Economic Numbers Confusing Fed On Rate Cuts?

The economic numbers today indicate the difficulty facing the Fed:

1) Third quarter GDP estimates, at 3.9% (best in 6 quarters!), was well above expectations.

2) October ADP, a read on private sector job growth, surprises on the upside--106,000 vs the consensus of 58,000 and up from a revised 61,000 in September.

Bottom line: economy is still holding up well, despite the housing debacle and $90 oil. Global growth continues to remain strong. So how to justify a rate cut? It gets tougher, but the main argument is that there ample evidence for weakness in the U.S. economy elsewhere and further jitteriness in the credit markets to justify a cut. The good news is that the GDP price index rose only 0.8% annualized, matching a nine-year low.
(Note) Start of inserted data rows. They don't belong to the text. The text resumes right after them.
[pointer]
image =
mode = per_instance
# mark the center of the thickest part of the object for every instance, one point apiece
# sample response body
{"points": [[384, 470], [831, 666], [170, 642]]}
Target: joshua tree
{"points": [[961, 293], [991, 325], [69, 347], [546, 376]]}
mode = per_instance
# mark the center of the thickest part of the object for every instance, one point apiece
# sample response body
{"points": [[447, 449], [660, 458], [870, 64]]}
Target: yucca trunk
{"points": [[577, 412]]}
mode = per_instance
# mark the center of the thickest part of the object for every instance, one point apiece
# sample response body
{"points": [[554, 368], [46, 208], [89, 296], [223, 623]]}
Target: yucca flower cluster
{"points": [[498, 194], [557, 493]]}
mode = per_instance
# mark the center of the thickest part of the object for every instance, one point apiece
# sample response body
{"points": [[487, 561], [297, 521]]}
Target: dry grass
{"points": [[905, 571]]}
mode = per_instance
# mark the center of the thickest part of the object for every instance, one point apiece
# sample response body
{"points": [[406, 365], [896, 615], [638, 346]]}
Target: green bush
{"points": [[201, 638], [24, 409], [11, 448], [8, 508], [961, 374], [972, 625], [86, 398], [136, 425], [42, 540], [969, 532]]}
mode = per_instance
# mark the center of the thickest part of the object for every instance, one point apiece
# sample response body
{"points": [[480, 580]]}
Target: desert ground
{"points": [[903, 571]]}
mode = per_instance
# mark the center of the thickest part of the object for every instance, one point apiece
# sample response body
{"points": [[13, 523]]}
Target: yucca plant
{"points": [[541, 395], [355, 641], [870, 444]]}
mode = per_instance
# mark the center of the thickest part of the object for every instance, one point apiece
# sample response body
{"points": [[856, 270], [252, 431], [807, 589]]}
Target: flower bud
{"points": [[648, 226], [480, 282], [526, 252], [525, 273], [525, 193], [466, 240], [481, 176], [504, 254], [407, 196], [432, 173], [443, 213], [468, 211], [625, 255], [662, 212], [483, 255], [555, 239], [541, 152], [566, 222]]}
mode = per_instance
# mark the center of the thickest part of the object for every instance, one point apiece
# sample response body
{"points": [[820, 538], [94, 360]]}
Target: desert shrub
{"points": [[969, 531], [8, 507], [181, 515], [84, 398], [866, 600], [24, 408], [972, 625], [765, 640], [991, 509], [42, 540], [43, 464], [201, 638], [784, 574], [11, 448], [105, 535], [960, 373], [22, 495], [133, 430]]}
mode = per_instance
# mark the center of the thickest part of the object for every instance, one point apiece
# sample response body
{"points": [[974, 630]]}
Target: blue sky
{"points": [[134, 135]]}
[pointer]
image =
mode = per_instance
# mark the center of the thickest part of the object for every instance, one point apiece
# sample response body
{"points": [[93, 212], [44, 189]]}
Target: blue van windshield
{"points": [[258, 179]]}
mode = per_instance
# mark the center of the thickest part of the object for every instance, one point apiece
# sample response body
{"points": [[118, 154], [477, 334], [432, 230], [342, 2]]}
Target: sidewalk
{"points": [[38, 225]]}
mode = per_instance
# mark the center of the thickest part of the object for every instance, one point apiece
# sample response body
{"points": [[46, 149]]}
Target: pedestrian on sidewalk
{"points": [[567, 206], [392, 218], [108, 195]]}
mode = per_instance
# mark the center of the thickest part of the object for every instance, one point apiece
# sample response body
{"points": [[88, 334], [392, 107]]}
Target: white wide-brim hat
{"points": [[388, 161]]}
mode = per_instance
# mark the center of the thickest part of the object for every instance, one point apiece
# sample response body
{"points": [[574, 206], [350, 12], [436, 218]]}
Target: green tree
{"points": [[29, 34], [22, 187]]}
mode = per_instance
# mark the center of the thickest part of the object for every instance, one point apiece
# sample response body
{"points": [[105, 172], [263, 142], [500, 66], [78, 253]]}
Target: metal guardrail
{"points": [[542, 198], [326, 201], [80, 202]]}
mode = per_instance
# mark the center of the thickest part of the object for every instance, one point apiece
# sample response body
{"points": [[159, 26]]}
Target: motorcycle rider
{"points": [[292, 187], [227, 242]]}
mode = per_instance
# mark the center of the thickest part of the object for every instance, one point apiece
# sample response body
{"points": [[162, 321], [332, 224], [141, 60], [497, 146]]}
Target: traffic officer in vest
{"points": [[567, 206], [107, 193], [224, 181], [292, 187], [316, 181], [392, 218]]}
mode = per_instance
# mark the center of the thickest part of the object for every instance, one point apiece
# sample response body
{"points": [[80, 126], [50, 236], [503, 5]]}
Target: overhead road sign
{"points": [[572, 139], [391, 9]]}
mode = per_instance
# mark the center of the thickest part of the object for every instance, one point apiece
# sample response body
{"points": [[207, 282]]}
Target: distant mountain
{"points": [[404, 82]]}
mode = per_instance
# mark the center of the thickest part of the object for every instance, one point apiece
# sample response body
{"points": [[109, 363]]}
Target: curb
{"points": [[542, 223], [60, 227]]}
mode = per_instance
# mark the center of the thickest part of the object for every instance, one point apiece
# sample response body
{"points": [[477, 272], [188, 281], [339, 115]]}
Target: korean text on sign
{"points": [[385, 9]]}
Most traders would be happy with a 25-basis point cut from the Fed and some language indicating that the balance of risk is tilting toward economic contraction, with some language indicating ongoing concern with inflation.

The worry here is that this will not really be enough; some anticipate this non-event scenario could amount to no change in stocks, or even a brief sell-off. The rally is clearly in a 50 basis point cut, a position held by only about 20% of the people I talked to.

Consumers still charging up a storm. Mastercard blew away the numbers--$2.31 a share, consensus $1.42. Gross dollar volume up 12.8%. Up 8%.